Extrait du Bulletin de la Société Historique et Archéologique du Périgord, Tome CXXVII, Année 2000, 1ère livraison.
Le 30 avril 1774, Louis IX, landgrave régnant de Hesse-Darmstadt, perdait sa première épouse, la spirituelle Caroline, comtesse de Deux-Pont-Birkenfield. Surnommée « la Grande Landgravine », elle s’était faite l’amie de Goethe, Herder ou encore Grimm.
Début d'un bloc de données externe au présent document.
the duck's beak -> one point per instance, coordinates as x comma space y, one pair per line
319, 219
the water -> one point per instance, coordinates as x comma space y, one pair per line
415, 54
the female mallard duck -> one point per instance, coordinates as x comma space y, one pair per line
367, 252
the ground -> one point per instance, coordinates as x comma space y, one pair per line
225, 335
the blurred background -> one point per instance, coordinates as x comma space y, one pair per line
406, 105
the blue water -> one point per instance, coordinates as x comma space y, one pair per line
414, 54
Le Landgrave eut neuf enfants de ce brillant mariage, dont le futur Louis I, grand-duc de Hesse et du Rhin. En 1774, des alliances ont déjà été scellées avec la Prusse et la Russie.
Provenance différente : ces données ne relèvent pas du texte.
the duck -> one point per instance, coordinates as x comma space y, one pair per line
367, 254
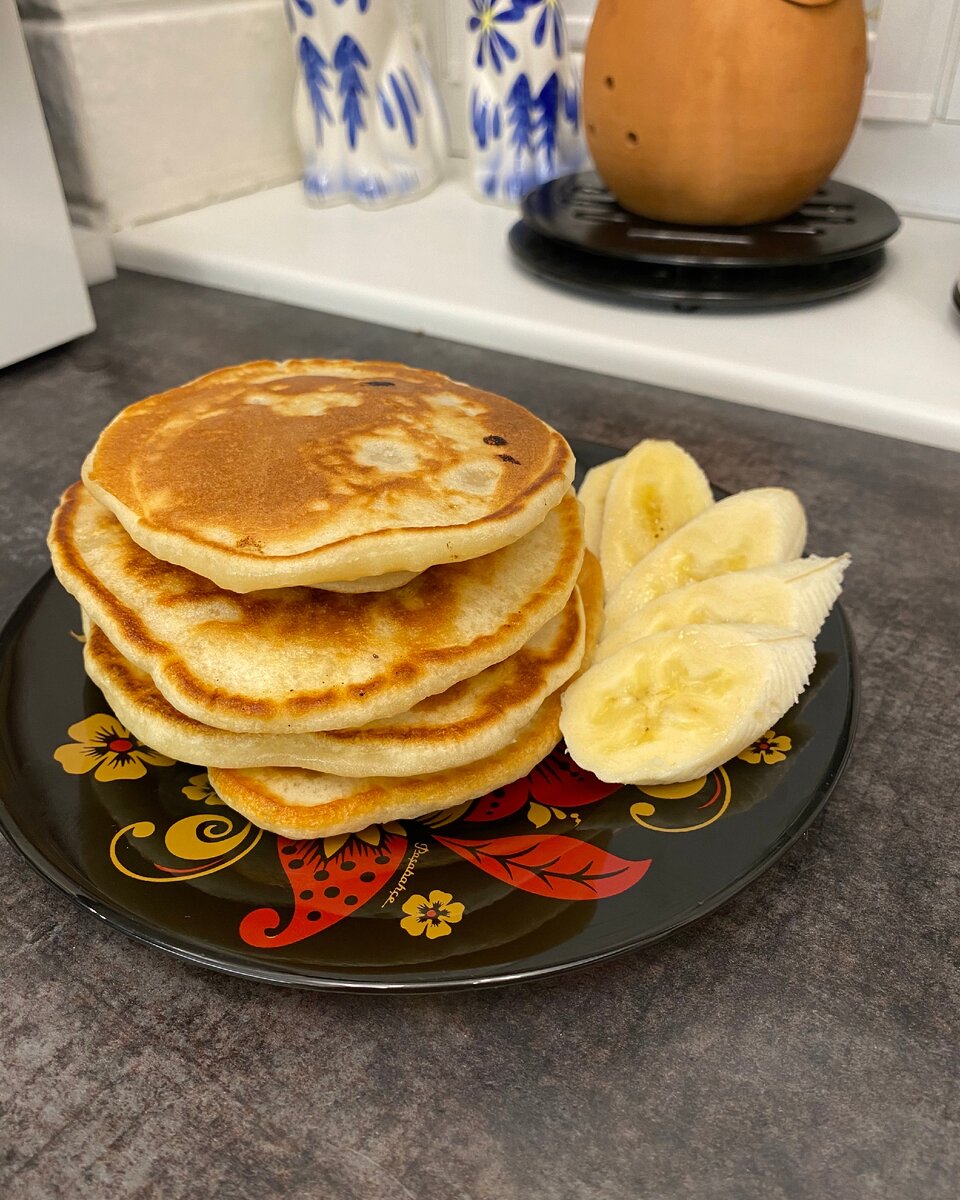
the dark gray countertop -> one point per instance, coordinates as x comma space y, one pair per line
799, 1043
L’année suivante, le Landgrave, âgé de 57 ans, adoucissait son veuvage avec une jeune aventurière française, Marie-Adélaïde Cheyrouze.
En novembre 1775, il l’épouse « de la main gauche » à Ems et la titre « comtesse Von Lemberg »[ref]L’Allemagne dynastique, t. 1, p.148. Marie-Adélaïde Cheyrouze serait née à Paris ou à Rueil en 1752, fille de Jean-Baptiste et de Marie Aurenne. Elle était de confession catholique. La famille Cheyrouze était originaire de Dienne (canton de Murat, Cantal). Il semble qu’elle soit arrivée à Paris entre 1740 et 1750.[/ref]. C’est sous ce lien de mariage qu’est née Marguerite- Elisabeth, appelée « princesse de Hesse-Darmstadt ».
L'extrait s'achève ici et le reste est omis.